# When R package is not available across the cluster

When deploying R codes across the cluster, many a times the reason for the failure of the task is unavailability of a particular package across all nodes of the cluster. We wait for someone to get the package installed across all the nodes. This may take some days. Do we wait for them? Naah!

Presenting a temporary solution that one of my colleague came up with. I have used this technique and this works smoothly.

The following are the steps:

1. Install the package you require on one of the edge nodes into a local directory
• Create a local directory. Let's say our directory name is rPackages
    mkdir rPackages

• Install the required package, say 'randomForest' in the directory just created
    install.packages('randomForest', repos=’repo_name', lib='rPackages/')
Note that you need to choose the appropriate repo_name.
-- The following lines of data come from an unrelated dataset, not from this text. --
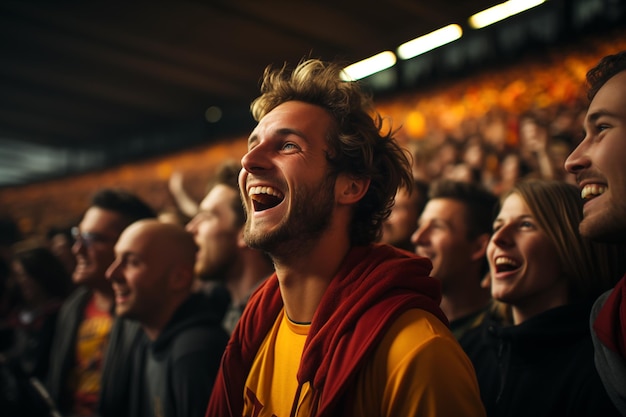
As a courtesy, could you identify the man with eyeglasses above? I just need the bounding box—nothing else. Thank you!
[47,189,156,416]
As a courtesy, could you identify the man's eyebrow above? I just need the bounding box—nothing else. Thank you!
[248,127,309,146]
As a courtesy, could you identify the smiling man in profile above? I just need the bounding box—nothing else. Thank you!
[107,220,228,417]
[565,51,626,416]
[206,60,484,417]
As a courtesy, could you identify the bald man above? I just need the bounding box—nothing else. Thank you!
[106,220,228,417]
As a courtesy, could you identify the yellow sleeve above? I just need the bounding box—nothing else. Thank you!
[354,310,485,417]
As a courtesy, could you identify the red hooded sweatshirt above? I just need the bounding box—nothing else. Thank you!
[206,244,448,417]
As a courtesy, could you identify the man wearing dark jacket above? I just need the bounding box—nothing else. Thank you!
[107,220,228,417]
[47,189,156,417]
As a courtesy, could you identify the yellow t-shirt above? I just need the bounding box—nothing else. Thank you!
[70,300,113,416]
[243,309,485,417]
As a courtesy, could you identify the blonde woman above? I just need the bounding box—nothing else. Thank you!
[461,180,624,417]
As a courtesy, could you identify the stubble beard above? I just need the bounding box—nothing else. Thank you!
[244,176,335,258]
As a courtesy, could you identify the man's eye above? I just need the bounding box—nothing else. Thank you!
[283,142,298,151]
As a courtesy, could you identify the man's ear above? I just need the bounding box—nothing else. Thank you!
[335,174,370,205]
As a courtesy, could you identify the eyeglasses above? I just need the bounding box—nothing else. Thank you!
[72,227,115,247]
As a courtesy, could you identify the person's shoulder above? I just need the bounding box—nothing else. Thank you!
[383,308,459,353]
[171,322,229,360]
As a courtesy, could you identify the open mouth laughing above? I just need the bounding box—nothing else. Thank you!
[580,184,607,201]
[248,186,285,211]
[494,256,520,273]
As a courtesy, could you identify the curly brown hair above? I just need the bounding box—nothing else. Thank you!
[250,59,413,245]
[587,51,626,100]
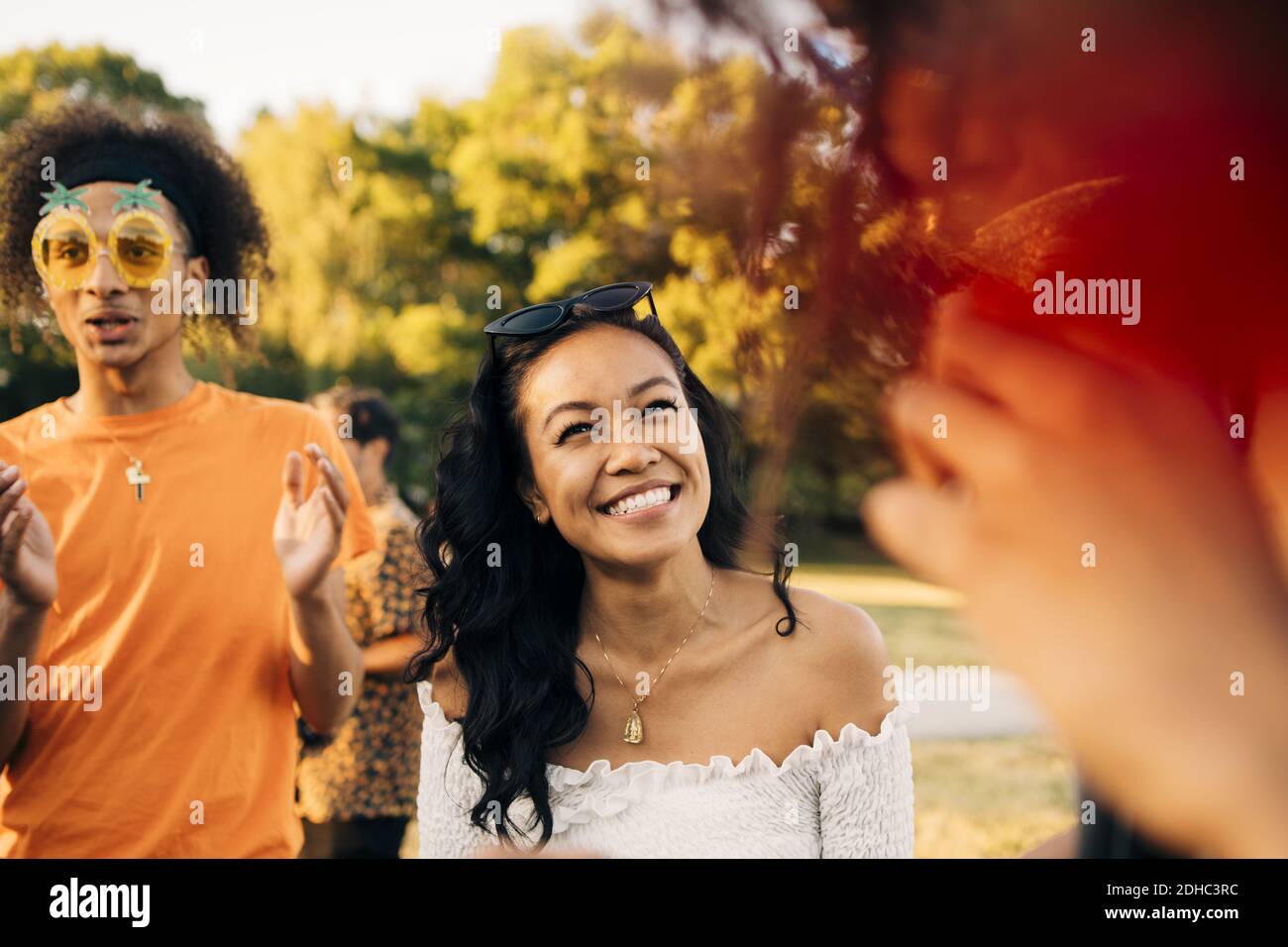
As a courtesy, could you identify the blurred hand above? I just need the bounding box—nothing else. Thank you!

The one that your company allows.


2. Check if you can load the package from this local directory

library(randomForest, lib.loc='rPackages/')


3. Create zip file of “dir_location” using command

zip -r rPackages.zip rPackages/


4. Add this zip file in your HIVE hql (or anything else)

add file rPackages.zip;
Don’t forget the semicolon


5. Unzip the file inside R script i.e. each reducer will have rPackages directory now

unzip('rPackages.zip', overwrite=TRUE)


library(randomForest, lib.loc='rPackages/')